Add Data

<< Click to Display Table of Contents >>

Current:  Advanced Analytics 

Add Data

Previous pageReturn to chapter overviewNext page

Before creating a Advanced Analytics experiment, you first need to add data to the experiment so that you can use this data to train the model.

The data includes all data sets created in the data set module. The data set node is the input node of the Advanced Analytics process. Dragging a data set node to the edit area, you can edit the data node, look at the metadata contained in the data set, explore the characteristics of the data, and filter the data.

ML16

 

Data Governance

After the data is added to the experiment, the user can still manage the data. However, at this time, the user must select “Open Data Set” through the right-click menu of the data node to enter the Create Data Set module and process the data.

 

Set data Column Permission

In the data node's context menu, select Show/Hide All Columns to hide all the columns in the data node metadata. Instead, all the columns are displayed.

 

View Metadata

[Name] Dataset field name.

[Alias]Aliases can be set for newly created expression fields. The original fields in the data set do not allow aliasing.

[Data Type] The data type of each field in the dataset node cannot be modified.Visibility settings fields are displayed and hidden in the exploration data page.
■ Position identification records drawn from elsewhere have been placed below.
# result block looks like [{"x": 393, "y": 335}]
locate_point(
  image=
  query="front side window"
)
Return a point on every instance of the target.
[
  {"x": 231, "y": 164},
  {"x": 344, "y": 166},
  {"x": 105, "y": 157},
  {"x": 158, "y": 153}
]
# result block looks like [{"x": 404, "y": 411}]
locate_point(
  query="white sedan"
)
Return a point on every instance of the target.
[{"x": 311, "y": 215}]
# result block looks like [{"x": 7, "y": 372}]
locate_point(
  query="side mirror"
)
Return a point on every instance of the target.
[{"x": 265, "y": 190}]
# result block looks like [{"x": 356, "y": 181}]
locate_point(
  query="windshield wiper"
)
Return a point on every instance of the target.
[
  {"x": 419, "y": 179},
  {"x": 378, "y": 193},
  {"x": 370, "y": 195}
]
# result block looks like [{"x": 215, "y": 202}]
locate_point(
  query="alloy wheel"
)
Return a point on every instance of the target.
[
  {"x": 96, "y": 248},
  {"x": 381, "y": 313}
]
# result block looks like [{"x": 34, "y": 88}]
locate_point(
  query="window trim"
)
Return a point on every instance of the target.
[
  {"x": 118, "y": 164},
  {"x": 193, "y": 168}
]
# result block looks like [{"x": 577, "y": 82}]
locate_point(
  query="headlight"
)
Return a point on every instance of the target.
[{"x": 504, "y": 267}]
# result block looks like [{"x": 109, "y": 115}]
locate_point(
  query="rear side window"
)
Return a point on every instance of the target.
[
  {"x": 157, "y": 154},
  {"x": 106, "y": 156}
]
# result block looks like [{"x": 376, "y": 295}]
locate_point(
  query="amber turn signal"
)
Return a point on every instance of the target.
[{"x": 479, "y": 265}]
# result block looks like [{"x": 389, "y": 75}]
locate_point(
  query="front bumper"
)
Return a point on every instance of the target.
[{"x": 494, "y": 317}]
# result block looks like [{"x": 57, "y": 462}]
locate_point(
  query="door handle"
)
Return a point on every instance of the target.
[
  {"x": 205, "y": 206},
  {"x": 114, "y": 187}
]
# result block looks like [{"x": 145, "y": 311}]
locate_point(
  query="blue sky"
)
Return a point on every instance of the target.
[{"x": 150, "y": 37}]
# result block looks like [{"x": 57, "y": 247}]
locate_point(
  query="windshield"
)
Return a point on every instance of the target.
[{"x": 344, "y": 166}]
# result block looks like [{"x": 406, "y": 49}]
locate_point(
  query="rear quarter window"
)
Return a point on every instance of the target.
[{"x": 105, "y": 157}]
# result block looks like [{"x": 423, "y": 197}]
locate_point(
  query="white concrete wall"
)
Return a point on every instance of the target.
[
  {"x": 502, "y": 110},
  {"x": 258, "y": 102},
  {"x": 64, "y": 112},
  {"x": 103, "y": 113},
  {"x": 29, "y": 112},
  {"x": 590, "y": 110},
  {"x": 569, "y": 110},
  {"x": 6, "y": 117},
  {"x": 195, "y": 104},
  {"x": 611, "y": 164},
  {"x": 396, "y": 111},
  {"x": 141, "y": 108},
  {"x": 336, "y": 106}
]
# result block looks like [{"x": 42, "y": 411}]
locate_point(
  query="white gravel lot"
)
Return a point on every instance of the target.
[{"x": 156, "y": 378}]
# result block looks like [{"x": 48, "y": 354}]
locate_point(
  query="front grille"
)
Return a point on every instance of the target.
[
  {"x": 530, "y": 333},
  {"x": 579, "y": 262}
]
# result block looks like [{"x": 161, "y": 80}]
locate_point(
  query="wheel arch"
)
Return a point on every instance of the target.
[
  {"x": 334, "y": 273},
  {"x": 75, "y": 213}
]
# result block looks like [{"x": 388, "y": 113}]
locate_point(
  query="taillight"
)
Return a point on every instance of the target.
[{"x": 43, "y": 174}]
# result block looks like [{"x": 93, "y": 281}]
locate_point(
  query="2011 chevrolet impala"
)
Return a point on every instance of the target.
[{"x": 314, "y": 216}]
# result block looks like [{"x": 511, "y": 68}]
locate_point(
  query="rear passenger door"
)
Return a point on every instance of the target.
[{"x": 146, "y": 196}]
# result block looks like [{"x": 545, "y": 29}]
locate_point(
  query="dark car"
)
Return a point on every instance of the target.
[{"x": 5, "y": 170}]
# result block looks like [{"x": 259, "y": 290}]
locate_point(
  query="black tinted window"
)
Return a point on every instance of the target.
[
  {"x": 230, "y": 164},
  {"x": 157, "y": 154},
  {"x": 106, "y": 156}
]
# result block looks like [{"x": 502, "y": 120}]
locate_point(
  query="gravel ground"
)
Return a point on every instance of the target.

Set field display and hide in exploration data page

[Visibility] Set display and hidden column on exploring data page.

[Show Hidden Columns] When selecting Show Hidden Columns, the columns that set invisible will dispaly in gray in Metadata area. "Visibility" button will display a diagonal line to the right, indicating that this column is not visible, click this button again to set the column visible.

[Expression] Metadata area can be created by clicking the More icon to create a JS expression, create a new group, data range, missing value fills, split columns, go spaces, value mappings, convert to date columns, and convert to numeric columns. There is no over-introduction here. For detailed usage, please refer to Data Governance - Data Types and Classification section.

 

Filter Data

You can increase the Filter to filter the row data of the data set. For detailed usage, refer to the section Data Governance - Setting Data Permissions - Filter .

ML17

Explore Data

A preliminary study of the data in data exploration is conducted to better explain its special nature. Helps choose the right data preprocessing and data analysis techniques. It can even handle problems that are usually solved by data mining. For example, patterns can sometimes be discovered by visual inspection of the data. In addition, a visual interface is used in data exploration to better understand and interpret data mining results.

Data exploration interface is as follows:

ML18

【Row Count】Clicking the "Row Count" button will display the total number of rows of the previewed data set node behind the button.

【Preview Rows】The default number of display rows for the dataset node. The default value is 1000 lines. The number of preview lines can be modified. After the modification, click on the blank to change the number of preview lines.

【Statistic】The statistical area shows the characteristic values of the selected column. Select different columns in the left table to display the characteristic values of different columns.

ML19

【Visualization】The visualization area shows the results of the data analysis of the selected column through two types of graphs: the histogram shows the distribution of the data for the selected column; the box and whisker plot shows the data range of the selected column and the distribution of the abnormal data. When a non-data type column is selected, no chart is drawn.

Histogram:

ML20

Box Plot:

ML21

After the data is added to the experiment, the user can also manage the data, set the visibility of the data column, rename the data node, copy/paste/delete the data node.

 

Open data set

In the right-click menu of the data node, select "Open Data Set" to open the data set in the Create Data Set module. (This jump function is removed when integrated into user products)

 

Rename data nodes

In the data node's right-click menu, select "Rename" to rename the node.

 

Copy/Cut/Paste/Delete data nodes

The data node's right-click menu supports copy, cut, paste, and delete operations.

【Copy】 copy the selected data node

【Cut】cut the selected data node

【Paste】 After selecting copy, right-click on the canvas blank to paste and copy the data node.

【Delete】 Click the node right-click menu to click Delete, or click the keyboard delete button to delete, to delete the input and output connections of nodes and nodes.

 

Refresh the data node

In the data node's right-click menu, select "Refresh" to update the synchronization data or parameter information.